The Festival is designed to appeal to all ages – there are family-friendly events in the daytime, while the evenings are all about loud music and drinking. The town’s wild cousin is a party animal, and after a year of restraint Kiruna has a well-deserved weekend off.

It’s the only time in the year you’ll ever see police in town. Not that you see them doing anything much, but I read that one night they escorted some drunk young people home to their parents.

There’s a contradictory message being given out by the Festival, with its large area designed for consuming alcohol. It is the midsummer period, after all, and during these long summer nights some drinking and partying is to be expected. However, officials mingling among the festival-goers are there to challenge anyone that appears drunk and refuse them entrance to the bar areas. This is drinking in a very controlled environment – it’s drinking according to the Swedish principle of ‘lagom’ – not too much, not too little, just the right amount.

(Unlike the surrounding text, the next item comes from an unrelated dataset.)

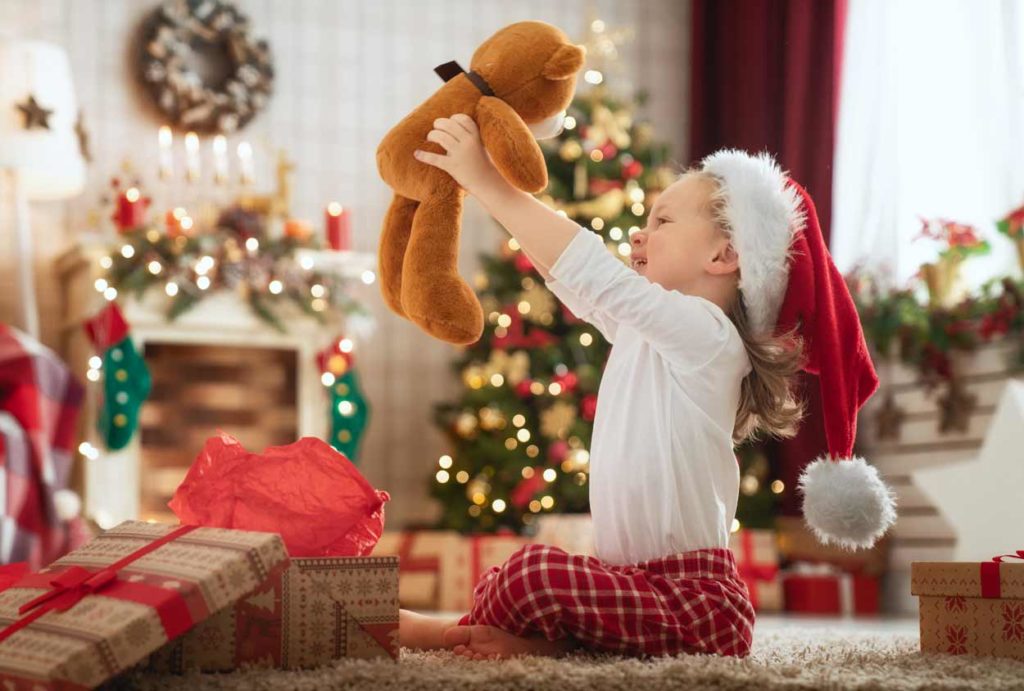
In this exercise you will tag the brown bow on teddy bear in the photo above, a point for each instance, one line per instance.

Try telling that to a teenager. Indeed, they don’t – instead there’s a system for teenagers to check-in to a tent before they go home to prove (to their parents) they haven’t consumed any alcohol at all. At least not on the Festival site.

The line-up for the Festival is mainly Swedish, but you won’t find many bands performing in anything other than English. They range in style from heavy metal, to rock, to pop, and the performers are both old pros from the 70s and up-coming young stars. The crowds are appreciative and responsive, and behave like festival go-ers everywhere, standing patiently shoulder to shoulder, waving arms and singing along to the encore.

This weekend our neighbour puts on his Elvis jacket and the 50s seem like only yesterday. All over town people are fine tuning their American classic cars for a cruise around town. If you don’t have a classic car, then any old banger will do, so long as you cruise. At two in the morning the clattering noise on the road outside our kitchen window is some youth cruising home from the Festival on their skateboards. Cars slow down around them, holding back patiently. There’s no sense of impatience. This is Kiruna’s wild weekend, and soon that distant cousin will be gone for another year.